Trap, klap, trap, klap.
Geen tijd voor een grap.
Alsmaar zitten
vitten op de baas,
op het geraas van de machine.
Zo je brood verdienen
en de huur
van uur tot uur,
van dag tot dag,
naar zenuwkuur.
Beloerd op gedrag.
Begint hij op tijd,
stopt hij niet te vroeg,
doet hij wel genoeg,
de stamper,
de slampamper.
Acht uur per dag,
van fluit tot fluit,
week in week uit,
voet op, voet neer
voet op, voet neer
voet op, voet neer.
Duiding en waardering
Dat Joseph Ponthus meer was dan een arbeider-schrijver is duidelijk. Dat blijkt uit zijn biografie, maar ook uit zijn schrijven. Wim de Vries had meer moeite om als dichter erkend te worden. In het artikel Vergeten dichters Pierre van Vollenhoven & Wim de Vries citeert Joris van Casteren Anton Korteweg en Kees Fens. De verzen van Wim de Vries konden er volgens Anton Korteweg mee door als ze gelezen werden als document humain (in plaats van als pamflet of directe maatschappijkritiek), en Kees Fens vond dat je maar beter kon kijken naar wat de teksten inhoudelijk overbrengen dan naar de literaire kwaliteit.
Dat Aan de lopende band: aantekeningen uit de fabriek literatuur is, stond nooit ter discussie. In haar recensie van de roman plaatst Margot Dijkgraaf Joseph Ponthus bovendien zonder aarzeling in een literaire traditie:
‘Zelden vielen vorm en inhoud in een literair werk zo mooi samen: het sorteerwerk moet ritmisch zijn, snel en efficiënt als Ponthus’ proza, de wissels van de rails waarover hij karkassen moet duwen zijn ongelijk en roestig, de omgeving waarin hij zijn werk moet doen is koud en vervuld van bloed en dood.
Ponthus’ boek past zo in een traditie waarin je ook De dingen vindt van Georges Perec en De wereld als markt en strijd van Michel Houellebecq, boeken met een sociologische inslag, over de vervreemding van de mens in de consumptiemaatschappij en het kapitalisme. Deze auteur behoort tot die derde categorie uit de parabel van Claudel: hij hakt stenen, en meldt toch stralend dat hij bouwt aan een kathedraal.’
Dat is toch iets anders dan voor proletarische dichter versleten worden.
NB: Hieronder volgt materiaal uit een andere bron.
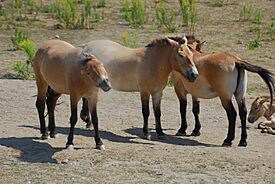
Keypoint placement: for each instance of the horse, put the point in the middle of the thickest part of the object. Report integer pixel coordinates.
(222, 75)
(144, 70)
(61, 68)
(260, 108)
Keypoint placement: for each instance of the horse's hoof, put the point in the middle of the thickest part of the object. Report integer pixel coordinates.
(147, 136)
(85, 117)
(53, 135)
(242, 143)
(227, 144)
(181, 134)
(70, 147)
(44, 136)
(88, 125)
(162, 137)
(100, 147)
(195, 134)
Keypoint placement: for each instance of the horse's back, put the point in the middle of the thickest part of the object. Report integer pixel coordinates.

1 Alle mensen die ik ken: een leven verzameld van Lisa Huissoon was ook zo’n boek. Zij somt alle mensen die zich kent op, voorziet ze van een ‘titel’ en gunt een aantal van hen een korte biografie. Alle mensen die ik ken: een leven verzameld is in zekere zin een papieren versie van wat Facebook van oorsprong was.
Pim Wiersinga says
Maar.. . Is het werk mooi? treffend? Raakt het ons?
Wat Joseph Ponthus betreft biedt Margot Dijkgraaf (enig) inzicht. Wim de Vries wordt enkel gelabeld.
Liliane Waanders says
Ik heb in dit stuk slechts willen constateren het niet vanzelfsprekend is dat een arbeider – dichter/schrijver erkenning krijgt voor zijn poëzie/proza.
Of ik Wim de Vries alleen maar gelabeld heb, betwijfel ik, maar mocht dat zo zijn: in de stukken waarnaar gelinkt wordt, spreekt wat mij betreft dat Wim de Vries er in geslaagd is om niet alleen literaire erkenning te krijgen, maar zich ook in plaats verworden heeft in het gezelschap van collega-dichters.
Een citaat uit het stuk van Joris van Casteren:
‘Buddingh’ hielp De Vries in 1975 zijn derde bundel Van 8 tot 5 bij Bruna gepubliceerd te krijgen. Tevens regelde hij een optreden voor de dichter op Poetry International. En Buddingh’ nam hem mee op een literair reisje langs de Rijn, met Remco Campert en Harry Mulisch. Een stipendium werd gearrangeerd, zodat De Vries minder tijd in de fabriek hoefde door te brengen. Bij het verschijnen van Zwaar bewolkt, enkele opklaringen, zijn vierde bundel, was De Vries literair geaccepteerd. J. Bernlef en Theun de Vries waren hem uitgebreid komen interviewen. Hans van de Waarsenburg stak in De Limburger de loftrompet. Gerrit Komrij nam in zijn bloemlezing een vers van hem op.’
Daarmee is de vraag of het werk van Wim de Vries mooi is of treffend en of het ‘ons’ (nog – niet voor niets voeg ik dit woord toe) raakt niet beantwoord, maar wat mij betreft valt die vraag buiten het kader van dit stukje.